4.102 Finally, the vast majority of respondents to the discussion paper strongly supported putting in place a mutual recognition arrangement based on option three. New Zealand also strongly supports option three.

Implementation and review

4.103 The Agreement between the Government of Australia and the Government of New Zealand in relation to mutual recognition of securities offerings (the treaty) specifies the scope of the trans-Tasman mutual recognition regime and domestic legislation will implement the arrangement in Australia and New Zealand. Account was taken of the submissions received on the discussion paper in framing the treaty and has been taken in framing the draft domestic legislation.

4.104 The treaty provides for:

Consultation if, for example, a party considers that the achievement of any of the objectives of the treaty are being or may be frustrated.
Review of the effectiveness of the mutual recognition regime no later than five years after the entry into force of the treaty.
Termination of the treaty by either Australia or New Zealand at any time.

4.105 The following paragraphs indicate the steps involved in signing the treaty, implementing it via domestic legislation and reviewing the effectiveness of the mutual recognition regime.

4.106 The treaty was signed by both Australia and New Zealand Ministers on 22 February 2006 and tabled in both Australian Houses of Parliament 28 March 2006. It is available at:

4.107 It was then examined by the Joint Standing Committee on Treaties which issued a report on 15 August 2006. The treaty then goes to the Executive Council for authorisation of ratification and is then ratified by the Minister for Foreign Affairs.

4.108 Concurrently with this process, the implementing legislation is drafted and exposed for public consultation.

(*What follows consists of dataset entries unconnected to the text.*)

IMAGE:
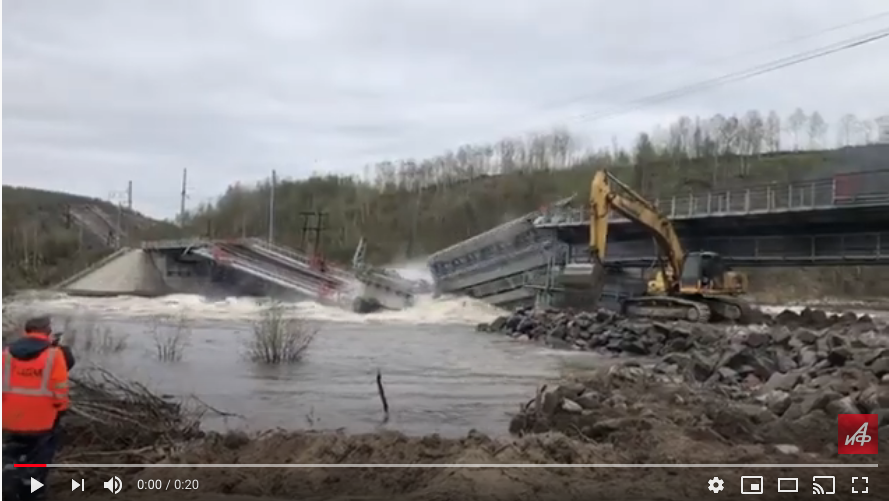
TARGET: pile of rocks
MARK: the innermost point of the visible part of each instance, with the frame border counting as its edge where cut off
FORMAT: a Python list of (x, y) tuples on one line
[(782, 382), (607, 331)]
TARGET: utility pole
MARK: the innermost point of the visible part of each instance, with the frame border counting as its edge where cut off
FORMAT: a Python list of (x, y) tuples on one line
[(184, 195), (272, 184), (320, 220)]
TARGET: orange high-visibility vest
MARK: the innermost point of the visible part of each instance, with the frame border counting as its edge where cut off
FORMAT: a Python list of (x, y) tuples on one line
[(34, 391)]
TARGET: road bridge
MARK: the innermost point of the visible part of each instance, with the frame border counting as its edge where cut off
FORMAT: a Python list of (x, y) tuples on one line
[(842, 220)]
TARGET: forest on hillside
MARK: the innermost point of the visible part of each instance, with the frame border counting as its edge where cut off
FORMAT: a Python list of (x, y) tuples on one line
[(410, 208), (41, 247)]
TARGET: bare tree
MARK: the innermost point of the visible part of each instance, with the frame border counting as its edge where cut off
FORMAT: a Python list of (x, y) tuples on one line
[(773, 131), (846, 132), (795, 123), (866, 130), (817, 131)]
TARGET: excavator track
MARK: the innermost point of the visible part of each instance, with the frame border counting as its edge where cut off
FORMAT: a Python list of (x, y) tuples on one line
[(731, 309), (667, 308)]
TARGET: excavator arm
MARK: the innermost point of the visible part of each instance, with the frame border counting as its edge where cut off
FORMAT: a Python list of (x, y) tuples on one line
[(608, 193)]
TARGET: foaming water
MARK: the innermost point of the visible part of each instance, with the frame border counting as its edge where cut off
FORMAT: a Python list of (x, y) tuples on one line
[(415, 269), (831, 309), (438, 379), (442, 310)]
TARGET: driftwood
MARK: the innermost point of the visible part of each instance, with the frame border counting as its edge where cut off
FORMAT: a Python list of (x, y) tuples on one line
[(112, 417), (382, 393)]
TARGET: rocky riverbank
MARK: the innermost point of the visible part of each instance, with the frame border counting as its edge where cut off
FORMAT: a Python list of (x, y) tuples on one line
[(781, 383), (765, 394)]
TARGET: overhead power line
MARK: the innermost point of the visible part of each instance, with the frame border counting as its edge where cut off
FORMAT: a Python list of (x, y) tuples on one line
[(737, 76), (604, 92)]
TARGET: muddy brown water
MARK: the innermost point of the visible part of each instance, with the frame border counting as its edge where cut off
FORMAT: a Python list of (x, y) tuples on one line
[(443, 379)]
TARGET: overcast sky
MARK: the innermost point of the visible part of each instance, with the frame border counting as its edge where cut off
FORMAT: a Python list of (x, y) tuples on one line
[(96, 93)]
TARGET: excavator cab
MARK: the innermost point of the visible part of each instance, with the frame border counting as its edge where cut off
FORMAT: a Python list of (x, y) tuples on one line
[(707, 272)]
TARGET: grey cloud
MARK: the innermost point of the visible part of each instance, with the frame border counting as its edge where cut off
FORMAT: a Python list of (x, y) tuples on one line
[(97, 93)]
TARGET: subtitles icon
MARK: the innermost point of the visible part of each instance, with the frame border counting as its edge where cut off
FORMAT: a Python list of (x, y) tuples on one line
[(824, 485), (857, 434), (788, 485), (861, 480), (751, 485)]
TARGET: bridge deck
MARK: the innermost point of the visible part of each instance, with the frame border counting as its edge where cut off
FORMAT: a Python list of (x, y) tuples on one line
[(857, 190)]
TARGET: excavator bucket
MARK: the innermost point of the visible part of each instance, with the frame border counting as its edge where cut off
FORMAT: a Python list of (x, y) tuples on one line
[(582, 284)]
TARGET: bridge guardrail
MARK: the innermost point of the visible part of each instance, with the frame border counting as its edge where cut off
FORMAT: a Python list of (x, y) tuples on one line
[(848, 190), (815, 248)]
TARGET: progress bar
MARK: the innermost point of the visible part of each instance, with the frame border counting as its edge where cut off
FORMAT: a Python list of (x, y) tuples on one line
[(438, 465)]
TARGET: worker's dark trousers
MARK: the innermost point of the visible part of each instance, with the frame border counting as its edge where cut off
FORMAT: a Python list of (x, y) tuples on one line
[(39, 447)]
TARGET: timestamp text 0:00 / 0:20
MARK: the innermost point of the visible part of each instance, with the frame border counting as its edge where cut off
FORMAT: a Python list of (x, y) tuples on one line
[(159, 484)]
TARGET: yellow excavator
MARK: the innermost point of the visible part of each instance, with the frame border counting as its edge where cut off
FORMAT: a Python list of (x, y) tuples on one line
[(693, 286)]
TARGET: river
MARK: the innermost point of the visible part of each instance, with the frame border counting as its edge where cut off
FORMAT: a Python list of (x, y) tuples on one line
[(440, 376)]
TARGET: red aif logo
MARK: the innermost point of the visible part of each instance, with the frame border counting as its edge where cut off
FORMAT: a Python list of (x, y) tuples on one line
[(857, 434)]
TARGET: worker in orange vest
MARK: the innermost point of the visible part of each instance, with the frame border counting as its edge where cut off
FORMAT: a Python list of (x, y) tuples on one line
[(35, 392)]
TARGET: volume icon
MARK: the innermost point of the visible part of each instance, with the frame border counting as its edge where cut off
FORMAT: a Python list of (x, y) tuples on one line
[(114, 485)]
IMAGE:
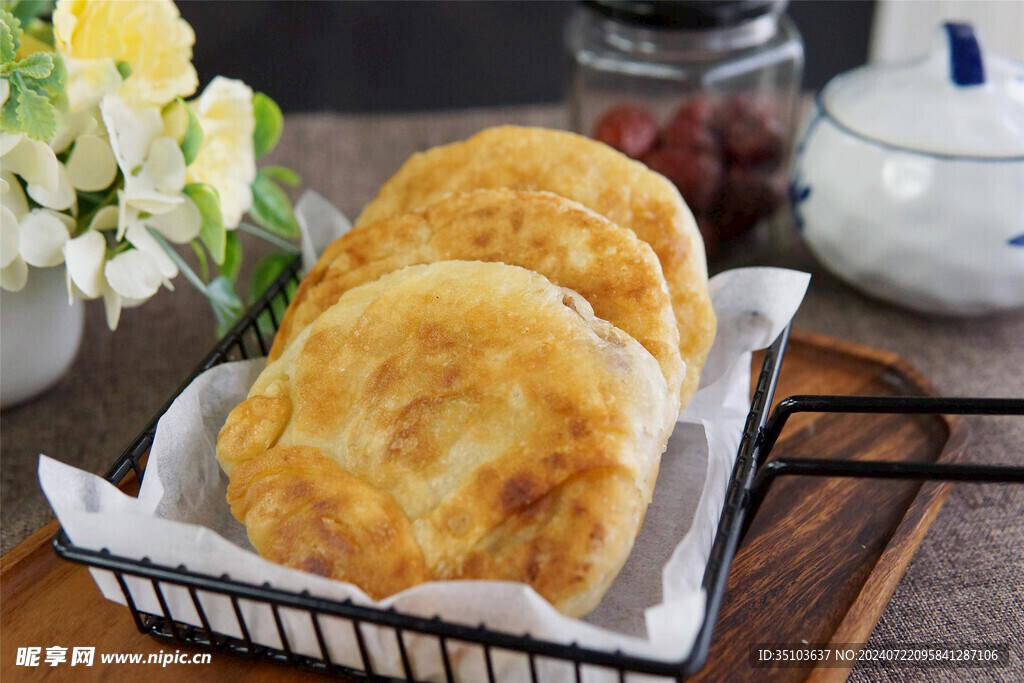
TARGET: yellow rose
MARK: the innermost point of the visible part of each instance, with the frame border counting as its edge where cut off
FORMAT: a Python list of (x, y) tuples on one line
[(148, 35), (226, 159)]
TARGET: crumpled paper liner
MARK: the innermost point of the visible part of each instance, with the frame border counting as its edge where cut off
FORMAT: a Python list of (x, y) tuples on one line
[(653, 608)]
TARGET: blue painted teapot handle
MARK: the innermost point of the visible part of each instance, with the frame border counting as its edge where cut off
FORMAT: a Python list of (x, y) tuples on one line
[(966, 66)]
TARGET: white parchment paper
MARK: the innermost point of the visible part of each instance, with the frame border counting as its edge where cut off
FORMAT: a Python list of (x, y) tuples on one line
[(652, 609)]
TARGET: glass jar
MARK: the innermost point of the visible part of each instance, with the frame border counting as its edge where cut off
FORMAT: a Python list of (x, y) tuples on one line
[(704, 92)]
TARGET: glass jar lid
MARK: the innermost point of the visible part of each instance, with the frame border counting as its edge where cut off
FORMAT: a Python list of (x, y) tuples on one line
[(689, 14)]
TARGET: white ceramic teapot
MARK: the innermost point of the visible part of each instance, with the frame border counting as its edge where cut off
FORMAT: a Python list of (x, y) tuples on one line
[(908, 181)]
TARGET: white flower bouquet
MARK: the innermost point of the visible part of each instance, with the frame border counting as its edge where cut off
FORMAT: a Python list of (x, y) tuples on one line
[(104, 166)]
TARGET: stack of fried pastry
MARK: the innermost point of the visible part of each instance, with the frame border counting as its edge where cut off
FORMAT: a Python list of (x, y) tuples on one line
[(479, 379)]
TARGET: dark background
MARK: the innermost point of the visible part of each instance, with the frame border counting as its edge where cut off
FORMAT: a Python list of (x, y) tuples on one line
[(399, 56)]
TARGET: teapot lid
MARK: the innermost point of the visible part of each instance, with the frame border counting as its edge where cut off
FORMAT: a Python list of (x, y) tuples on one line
[(955, 101)]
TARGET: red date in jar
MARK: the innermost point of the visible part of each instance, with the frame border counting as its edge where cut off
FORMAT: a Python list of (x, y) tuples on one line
[(725, 156)]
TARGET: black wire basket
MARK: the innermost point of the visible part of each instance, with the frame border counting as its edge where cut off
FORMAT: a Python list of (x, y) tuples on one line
[(751, 478)]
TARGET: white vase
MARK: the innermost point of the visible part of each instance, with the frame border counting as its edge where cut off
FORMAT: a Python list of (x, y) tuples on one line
[(40, 334)]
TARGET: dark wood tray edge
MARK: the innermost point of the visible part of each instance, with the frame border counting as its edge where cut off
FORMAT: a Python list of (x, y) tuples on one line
[(878, 589)]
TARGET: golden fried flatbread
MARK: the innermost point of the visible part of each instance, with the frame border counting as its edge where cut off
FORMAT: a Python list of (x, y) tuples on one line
[(592, 173), (563, 241), (457, 420)]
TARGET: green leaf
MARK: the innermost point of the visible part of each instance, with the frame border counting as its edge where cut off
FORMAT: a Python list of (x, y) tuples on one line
[(232, 256), (227, 307), (8, 117), (54, 82), (36, 66), (124, 69), (36, 115), (204, 264), (271, 208), (41, 31), (26, 10), (193, 139), (269, 122), (211, 232), (10, 35), (286, 175)]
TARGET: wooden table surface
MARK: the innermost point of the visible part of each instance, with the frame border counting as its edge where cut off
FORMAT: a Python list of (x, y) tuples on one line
[(965, 585)]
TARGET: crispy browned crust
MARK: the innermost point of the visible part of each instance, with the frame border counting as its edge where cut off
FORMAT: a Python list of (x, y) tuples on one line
[(300, 509), (499, 414), (590, 172), (563, 241)]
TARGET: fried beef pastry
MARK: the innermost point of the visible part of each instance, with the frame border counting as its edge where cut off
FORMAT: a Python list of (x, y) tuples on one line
[(563, 241), (457, 420), (592, 173)]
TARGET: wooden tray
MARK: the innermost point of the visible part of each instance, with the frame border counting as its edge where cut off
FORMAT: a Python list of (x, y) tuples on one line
[(819, 563)]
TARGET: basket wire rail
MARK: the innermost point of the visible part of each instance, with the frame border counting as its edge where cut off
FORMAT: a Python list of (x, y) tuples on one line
[(752, 477)]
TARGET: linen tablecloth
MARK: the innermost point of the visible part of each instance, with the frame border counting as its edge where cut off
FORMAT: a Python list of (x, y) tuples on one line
[(965, 585)]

The legislation was exposed for comment on 11 September 2006. It is available at & ContentID=1155).

4.109 The Ministerial Council for Corporations will also be consulted, in accordance with the Corporations Agreement 2002, and the comments received from the public and the Ministerial Council taken into account before the Bill is introduced into the Parliament.

4.110 The treaty will come into effect after an exchange of diplomatic notes with New Zealand, confirming the completion of the respective domestic procedures for the entry into force of the treaty. In Australia's case, this means that the treaty can only enter into force after all the legislative changes have been put in place.

4.111 A review will be conducted no later than five years after the date of entry into force of the treaty. This process will review the effectiveness of the scheme, with a view to agreeing to and implementing any necessary improvements.

4.112 In terms of ongoing implementation, the Australian Treasury and the New Zealand Ministry of Economic Development will continue to liaise in order to coordinate details of the implementing legislation. ASIC and the New Zealand regulators will also liaise in order to ensure that offers made under the mutual recognition scheme are regulated appropriately. This is not expected to significantly increase the work load of these or other Government agencies.

4.113 Any problems that may arise in the context of the mutual recognition scheme will be dealt with through mutual understanding and dialogue between the relevant parties.